In 20132 and subsequently in 20183, Dr. Ichim and colleagues published regression of breast cancer by inhibiting the IDO pathway using an RNA interference approach. The current data and patent granted are representation of years of basic scientific investigation on the relationship between IDO and the immune system.

"As a physician that sees firsthand the devastation caused by cancer and viruses, I am extremely excited about our ability to modulate critical immunological pathways using naturally occurring ingredients such as pterostilbene, thymoquinone, epigallocatechin gallate and sulforaphane," said Dr. James Veltmeyer, Chief Medical Officer of the Company and Co-Inventor of the patent. "What is particularly important is that after filing of our patents, numerous independent universities have validated the anti-COVID activity of the individual ingredients. These studies are summarized in our previous press release4."

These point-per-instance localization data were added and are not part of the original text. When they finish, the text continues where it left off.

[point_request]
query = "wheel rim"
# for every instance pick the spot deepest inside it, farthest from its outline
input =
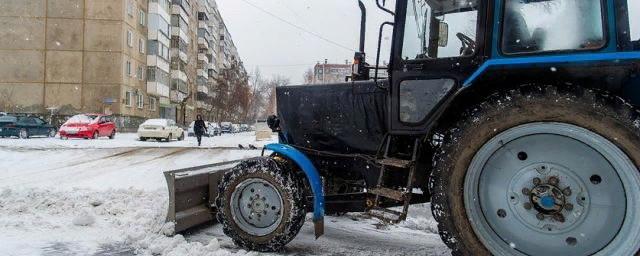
(256, 207)
(553, 188)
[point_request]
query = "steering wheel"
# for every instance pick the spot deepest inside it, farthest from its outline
(468, 45)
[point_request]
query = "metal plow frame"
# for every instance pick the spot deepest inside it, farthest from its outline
(192, 194)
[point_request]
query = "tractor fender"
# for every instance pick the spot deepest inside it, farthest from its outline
(313, 176)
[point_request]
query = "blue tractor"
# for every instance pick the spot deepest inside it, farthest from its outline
(516, 119)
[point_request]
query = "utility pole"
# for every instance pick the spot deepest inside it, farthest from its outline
(324, 72)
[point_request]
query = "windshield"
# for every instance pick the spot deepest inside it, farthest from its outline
(82, 119)
(553, 25)
(8, 119)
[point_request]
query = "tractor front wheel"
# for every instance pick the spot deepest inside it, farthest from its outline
(540, 170)
(261, 205)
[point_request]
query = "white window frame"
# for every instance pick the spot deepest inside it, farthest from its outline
(141, 43)
(152, 104)
(128, 98)
(140, 101)
(140, 73)
(128, 68)
(142, 18)
(129, 38)
(130, 7)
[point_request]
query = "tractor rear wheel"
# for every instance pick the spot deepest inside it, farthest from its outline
(261, 205)
(540, 170)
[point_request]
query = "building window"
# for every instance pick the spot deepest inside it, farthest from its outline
(128, 68)
(130, 7)
(128, 98)
(141, 45)
(634, 20)
(129, 38)
(152, 104)
(140, 73)
(143, 18)
(140, 101)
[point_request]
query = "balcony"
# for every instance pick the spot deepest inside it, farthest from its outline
(155, 60)
(158, 89)
(182, 8)
(203, 43)
(203, 89)
(178, 74)
(202, 72)
(177, 31)
(177, 96)
(203, 57)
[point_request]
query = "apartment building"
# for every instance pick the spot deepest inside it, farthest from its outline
(158, 58)
(72, 56)
(134, 59)
(326, 73)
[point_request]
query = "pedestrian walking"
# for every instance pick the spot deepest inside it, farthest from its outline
(200, 127)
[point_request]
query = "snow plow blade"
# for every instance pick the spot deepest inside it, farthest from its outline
(192, 194)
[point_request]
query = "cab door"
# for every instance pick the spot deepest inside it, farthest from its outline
(437, 45)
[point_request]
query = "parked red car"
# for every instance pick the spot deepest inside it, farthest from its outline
(88, 126)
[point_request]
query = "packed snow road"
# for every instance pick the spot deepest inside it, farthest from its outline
(108, 197)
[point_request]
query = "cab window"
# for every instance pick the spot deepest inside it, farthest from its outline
(440, 29)
(552, 25)
(634, 22)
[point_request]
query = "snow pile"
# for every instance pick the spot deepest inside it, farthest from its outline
(132, 219)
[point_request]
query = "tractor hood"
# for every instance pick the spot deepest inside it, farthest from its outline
(340, 118)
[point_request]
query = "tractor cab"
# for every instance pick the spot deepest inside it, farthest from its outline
(441, 48)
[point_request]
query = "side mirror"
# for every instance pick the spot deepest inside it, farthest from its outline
(443, 34)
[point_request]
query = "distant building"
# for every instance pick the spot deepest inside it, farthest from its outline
(134, 59)
(325, 73)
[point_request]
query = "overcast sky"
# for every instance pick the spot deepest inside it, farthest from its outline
(276, 47)
(279, 48)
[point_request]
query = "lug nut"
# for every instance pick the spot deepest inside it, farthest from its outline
(536, 181)
(568, 207)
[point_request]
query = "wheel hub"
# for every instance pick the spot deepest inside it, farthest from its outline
(547, 188)
(546, 202)
(257, 207)
(547, 199)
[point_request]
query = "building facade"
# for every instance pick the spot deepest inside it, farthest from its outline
(134, 59)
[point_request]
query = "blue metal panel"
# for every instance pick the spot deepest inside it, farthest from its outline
(314, 180)
(551, 60)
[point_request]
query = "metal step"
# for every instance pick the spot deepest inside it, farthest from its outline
(395, 162)
(388, 193)
(387, 215)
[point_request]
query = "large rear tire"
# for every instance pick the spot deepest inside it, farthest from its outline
(261, 205)
(540, 171)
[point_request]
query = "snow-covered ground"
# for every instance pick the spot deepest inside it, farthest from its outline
(108, 197)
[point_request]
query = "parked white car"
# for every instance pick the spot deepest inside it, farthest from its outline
(160, 129)
(213, 129)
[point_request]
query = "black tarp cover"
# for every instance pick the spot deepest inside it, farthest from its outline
(341, 118)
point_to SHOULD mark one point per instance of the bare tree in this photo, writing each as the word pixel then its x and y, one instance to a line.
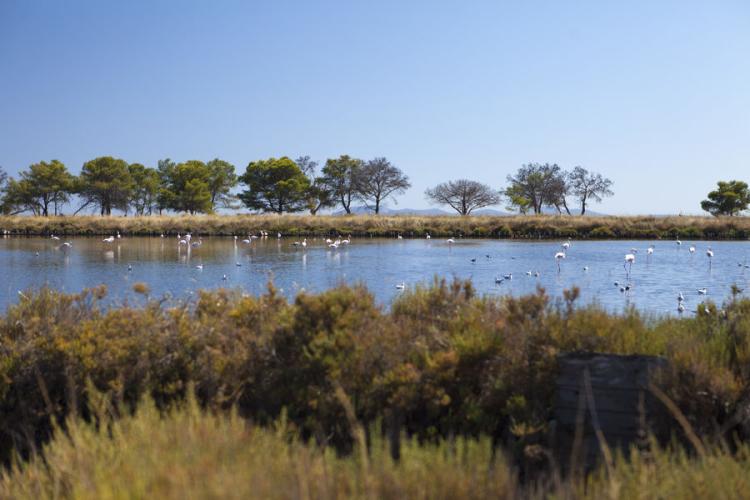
pixel 587 186
pixel 378 180
pixel 463 195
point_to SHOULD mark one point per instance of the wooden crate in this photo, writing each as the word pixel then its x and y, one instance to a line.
pixel 623 410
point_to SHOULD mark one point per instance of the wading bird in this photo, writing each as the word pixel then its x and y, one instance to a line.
pixel 558 257
pixel 628 265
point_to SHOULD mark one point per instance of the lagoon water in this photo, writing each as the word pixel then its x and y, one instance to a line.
pixel 381 264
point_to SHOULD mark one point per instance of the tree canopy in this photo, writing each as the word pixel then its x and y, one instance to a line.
pixel 41 186
pixel 463 195
pixel 320 194
pixel 275 185
pixel 146 185
pixel 340 176
pixel 105 182
pixel 730 198
pixel 537 185
pixel 379 180
pixel 188 187
pixel 587 186
pixel 221 180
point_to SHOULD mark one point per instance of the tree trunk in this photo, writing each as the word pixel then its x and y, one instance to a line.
pixel 565 205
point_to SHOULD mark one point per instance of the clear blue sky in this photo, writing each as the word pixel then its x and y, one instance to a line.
pixel 655 95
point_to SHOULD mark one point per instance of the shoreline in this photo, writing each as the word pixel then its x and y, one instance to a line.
pixel 521 227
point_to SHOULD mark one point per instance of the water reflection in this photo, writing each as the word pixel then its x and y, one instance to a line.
pixel 179 269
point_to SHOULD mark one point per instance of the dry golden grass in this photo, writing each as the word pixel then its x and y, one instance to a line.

"The acceptance of our data by the United States Patent Office in granting of the current patent is a major accomplishment for the Company," said Timothy Dixon, President and CEO, and Co-Inventor of the patent. "The Company has numerous patent applications filed covering multiple nutraceuticals and uses including; a) published patent application #16/866430 entitled ‘Nutraceuticals for the Prevention, Inhibition, and Treatment of SARS-Cov-2 and Associated COVID-19’, b) #16/898472 entitled ‘Nutraceuticals for Reducing Myeloid Suppressor Cells’ and c) #16/907335 entitled ‘Treatment of SARS-CoV-2 with Dendritic Cells for Innate and/or Adaptive Immunity’."